The U.S. Preventive Services Task Force (USPSTF), which is a group of health experts that makes recommendations about preventive health care.

What is the problem and what is known about it so far?

The prostate is an organ in men that surrounds the tube that empties urine from the bladder. Prostate cancer is the most commonly diagnosed non–skin cancer among men in the United States. The most common prostate cancer symptoms are difficult or frequent urination, but many men have no symptoms.

A blood test that measures prostate-specific antigen (PSA) levels can find prostate cancer before symptoms develop. If the PSA level is high, a prostate biopsy may be needed to see whether cancer is actually present. During biopsy, doctors insert a hollow needle into the prostate to obtain a piece of the prostate to examine under a microscope.

At present, there is no way to tell with certainty which cases of prostate cancer are life-threatening and require treatment, and which cases are not. Most prostate cancer grows very slowly, and many men with prostate cancer die of something other than prostate cancer. However, screening puts men at risk for unnecessary worry and adverse effects of treatment with surgery, hormones, or radiation therapy.

In 2008, the USPSTF recommended that men older than 75 years of age not get PSA-based screening and concluded that there was not enough information to make a recommendation for younger men. It wanted to update that recommendation by reviewing studies that have become available since 2008.

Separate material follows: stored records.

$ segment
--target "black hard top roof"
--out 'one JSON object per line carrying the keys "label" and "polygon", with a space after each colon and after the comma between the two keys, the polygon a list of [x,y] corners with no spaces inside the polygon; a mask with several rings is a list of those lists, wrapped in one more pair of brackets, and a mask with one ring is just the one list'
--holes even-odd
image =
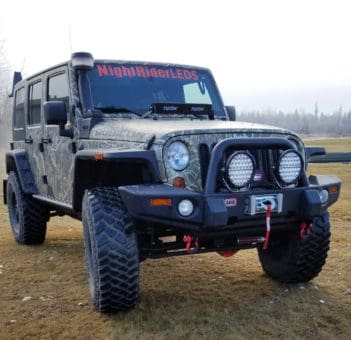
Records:
{"label": "black hard top roof", "polygon": [[[71,60],[67,60],[65,62],[56,64],[54,66],[48,67],[40,72],[36,72],[34,74],[32,74],[29,77],[26,77],[25,79],[23,79],[23,81],[29,81],[32,78],[35,78],[37,76],[39,76],[40,74],[49,72],[50,70],[53,70],[55,68],[59,68],[65,65],[68,65],[71,62]],[[203,71],[207,71],[207,72],[211,72],[208,68],[206,67],[200,67],[200,66],[192,66],[192,65],[184,65],[184,64],[173,64],[173,63],[164,63],[164,62],[151,62],[151,61],[134,61],[134,60],[114,60],[114,59],[94,59],[94,63],[103,63],[103,64],[135,64],[135,65],[152,65],[152,66],[164,66],[164,67],[182,67],[182,68],[196,68],[198,70],[203,70]],[[22,81],[21,81],[22,82]],[[21,83],[20,82],[20,83]]]}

How did the USPSTF develop these recommendations?

The USPSTF reviewed published research to measure the benefits and harms of screening for prostate cancer with PSA testing.

What did the authors find?

Good evidence shows that PSA-based screening prevents only 0 to 1 prostate cancer death for every 1000 men screened. No studies show any benefit in overall death rates.

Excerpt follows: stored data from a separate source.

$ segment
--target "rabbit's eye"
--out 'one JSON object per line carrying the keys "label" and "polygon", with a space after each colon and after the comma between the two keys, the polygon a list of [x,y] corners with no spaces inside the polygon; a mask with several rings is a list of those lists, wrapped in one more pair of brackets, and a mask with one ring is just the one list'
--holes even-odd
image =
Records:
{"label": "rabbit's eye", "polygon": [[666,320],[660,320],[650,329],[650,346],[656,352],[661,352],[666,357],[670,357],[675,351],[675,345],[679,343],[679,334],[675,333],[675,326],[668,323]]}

Good evidence shows that PSA-based screening can cause harms, including pain and complications from prostate biopsy and worry about test results. However, the more worrisome harms are related to treatment of prostate cancer found by screening when most of these cases, if not detected by screening, would never have caused problems for the patient. The side effects of prostate cancer treatments include sexual dysfunction, bowel and bladder incontinence, and even death.

What does the USPSTF recommend that patients and doctors do?

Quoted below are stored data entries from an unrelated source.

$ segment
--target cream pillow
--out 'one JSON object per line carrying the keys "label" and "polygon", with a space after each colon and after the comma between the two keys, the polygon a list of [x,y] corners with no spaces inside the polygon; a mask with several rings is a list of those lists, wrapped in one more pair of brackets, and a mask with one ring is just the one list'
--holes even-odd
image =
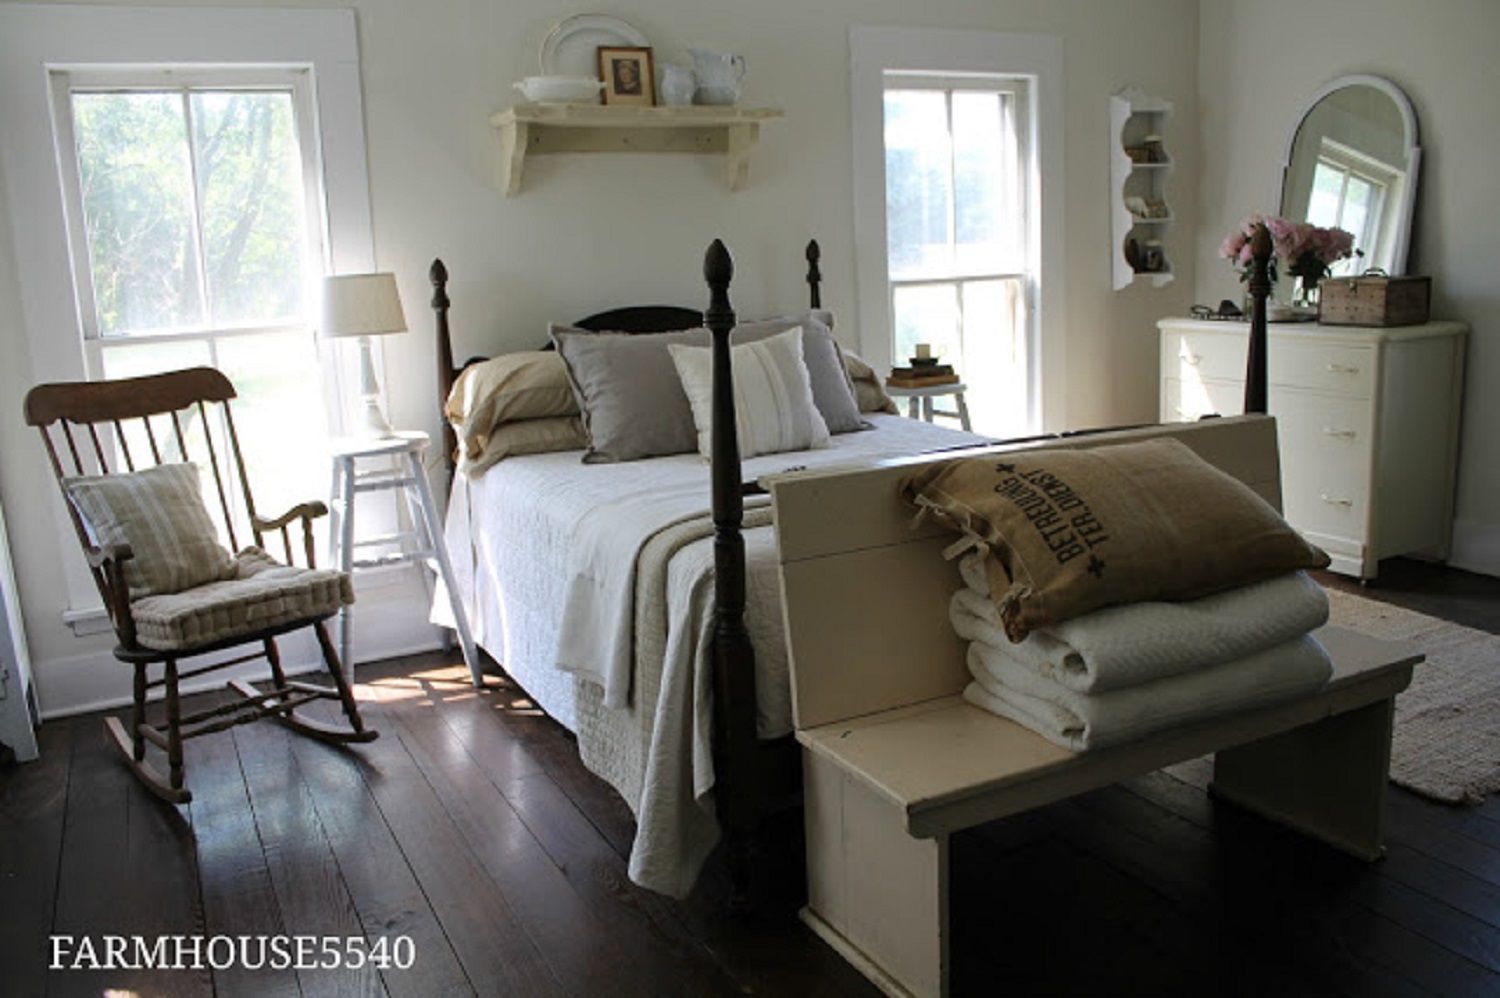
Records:
{"label": "cream pillow", "polygon": [[484,437],[478,454],[473,457],[464,454],[460,458],[458,470],[470,478],[478,478],[508,457],[583,450],[588,445],[589,435],[583,429],[583,420],[577,416],[548,416],[546,419],[501,423]]}
{"label": "cream pillow", "polygon": [[[693,409],[698,453],[709,457],[713,352],[676,343],[667,349]],[[813,404],[812,381],[802,361],[802,327],[729,349],[741,457],[828,446],[828,424]]]}
{"label": "cream pillow", "polygon": [[124,569],[132,600],[217,582],[234,569],[203,506],[195,464],[67,478],[63,488],[96,545],[130,545]]}
{"label": "cream pillow", "polygon": [[464,368],[443,413],[458,431],[463,457],[474,460],[502,424],[577,416],[578,401],[563,359],[555,351],[528,350]]}
{"label": "cream pillow", "polygon": [[900,410],[896,408],[890,393],[885,390],[875,369],[856,353],[845,350],[843,355],[844,370],[849,372],[849,380],[854,383],[854,398],[859,403],[859,411],[898,415]]}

For men of any age, the USPSTF recommends that doctors and patients do not screen for prostate cancer because the potential benefits do not outweigh the harms. However, the USPSTF realizes that some men may continue requesting the PSA test and some physicians may continue offering it. The decision to start or continue screening should be an informed one that reflects an understanding of the possible benefits and harms and should respect an individual man's preferences.

What are the cautions related to these recommendations?

These recommendations apply to men of all ages. They do not include the use of the PSA test for monitoring after a diagnosis of prostate cancer or after treatment of prostate cancer. The recommendations may change as new studies become available.

This article was published at www.annals.org on 22 May 2012.